When Dodgson was 11, his cleric father moved his family to Croft-on-Tees in the North Riding of Yorkshire. Although his father was active and highly conservative his son was ambivalent with those values and with the Church as a whole.
In his early years Dodgson was educated at home and by age 7 he was reading the likes of ‘The Pilgrim's Progress’. He also spoke with a stammer which he called his ‘hesitation’.
At 12 he was dispatched to Richmond Grammar School in North Yorkshire and then on to Rugby. He sailed through the curriculum. He was accepted at Christ Church, Oxford but two days after arriving he was summoned home: his mother had died of ‘inflammation of the brain’ at only 47.

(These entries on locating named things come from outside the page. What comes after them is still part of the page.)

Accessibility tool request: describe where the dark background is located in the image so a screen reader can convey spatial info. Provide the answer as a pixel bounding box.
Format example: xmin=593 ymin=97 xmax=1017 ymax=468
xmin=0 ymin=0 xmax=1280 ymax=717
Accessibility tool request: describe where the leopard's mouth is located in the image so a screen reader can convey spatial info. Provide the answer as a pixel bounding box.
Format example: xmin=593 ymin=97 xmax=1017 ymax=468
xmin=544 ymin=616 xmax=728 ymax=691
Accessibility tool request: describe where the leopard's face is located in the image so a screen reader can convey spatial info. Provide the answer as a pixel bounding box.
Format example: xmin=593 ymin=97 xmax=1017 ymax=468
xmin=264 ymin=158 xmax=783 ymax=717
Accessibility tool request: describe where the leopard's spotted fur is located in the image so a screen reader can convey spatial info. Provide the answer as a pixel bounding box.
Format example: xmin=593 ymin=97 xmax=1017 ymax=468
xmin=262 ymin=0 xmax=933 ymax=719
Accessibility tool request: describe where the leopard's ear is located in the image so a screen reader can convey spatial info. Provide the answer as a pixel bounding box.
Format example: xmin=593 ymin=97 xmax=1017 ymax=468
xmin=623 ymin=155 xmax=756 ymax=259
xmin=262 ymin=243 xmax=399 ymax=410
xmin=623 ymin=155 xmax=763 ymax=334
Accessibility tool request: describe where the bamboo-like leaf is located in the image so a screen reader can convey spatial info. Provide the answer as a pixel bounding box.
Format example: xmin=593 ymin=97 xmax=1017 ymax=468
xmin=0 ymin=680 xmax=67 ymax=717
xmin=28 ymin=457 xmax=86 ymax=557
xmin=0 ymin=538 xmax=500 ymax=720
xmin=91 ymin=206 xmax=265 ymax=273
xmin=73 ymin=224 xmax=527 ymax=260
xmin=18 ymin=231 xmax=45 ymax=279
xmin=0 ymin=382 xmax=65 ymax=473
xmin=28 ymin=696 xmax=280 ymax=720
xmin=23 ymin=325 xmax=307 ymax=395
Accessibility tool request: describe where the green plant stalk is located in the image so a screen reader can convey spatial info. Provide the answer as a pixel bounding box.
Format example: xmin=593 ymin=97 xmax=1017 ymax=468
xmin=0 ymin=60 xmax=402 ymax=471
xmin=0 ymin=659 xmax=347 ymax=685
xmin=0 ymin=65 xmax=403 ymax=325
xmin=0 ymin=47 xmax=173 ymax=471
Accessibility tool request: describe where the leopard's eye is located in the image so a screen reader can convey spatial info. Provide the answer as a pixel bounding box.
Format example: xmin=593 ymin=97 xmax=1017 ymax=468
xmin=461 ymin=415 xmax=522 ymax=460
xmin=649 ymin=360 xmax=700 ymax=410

Dodgson was exceptionally gifted and, when not distracted, achievement came easily to him. He remained at Christ Church studying and teaching in various capacities until his death.
In March 1856, he published the romantic poem ‘Solitude’ as by ‘Lewis Carroll’.
That same year he took up the new art of photography. He soon excelled and became a well-known gentleman-photographer, and even toyed with the idea of making a living out of it. When he ceased photography in 1880, he had his own studio and had created around 3,000 images.
He enjoyed moderate success with his early poems and short stories but had an array of other interests in the pre-Raphaelite circle, Psychical Research and even ordained in the Church of England in 1861.
In July 1862 he told a young Alice Liddell the story that would become his first and greatest success. Alice begged him to write it down, and eventually he did and later presented her with a handwritten and illustrated ‘Alice's Adventures Under Ground’. The publisher Macmillan agreed to publish it as ‘Alice's Adventures in Wonderland’ by Lewis Carroll.
It was a huge and sensational life-changing success. Royalties quickly accumulated as did fan mail.
In 1871, the darker themed sequel ‘Through the Looking-Glass, and What Alice Found There’ was published. A half decade later came ‘The Hunting of the Snark’, a fantastical nonsense poem, as nine tradesmen and a beaver set off to find the snark. It was another enormous success.
He also loved to invent such delights as a writing tablet ‘the nyctograph’ that allowed note-taking in the dark as well as many word games, such as the precursor to ‘Scrabble’, and alternative systems of parliamentary voting. Within the discipline of mathematics, he worked in geometry, linear and matrix algebra, mathematical logic, recreational mathematics and wrote nearly a dozen books on the subject.
Lewis Carroll died of pneumonia following influenza on 14th January 1898 in Guildford, Surrey. He was 65.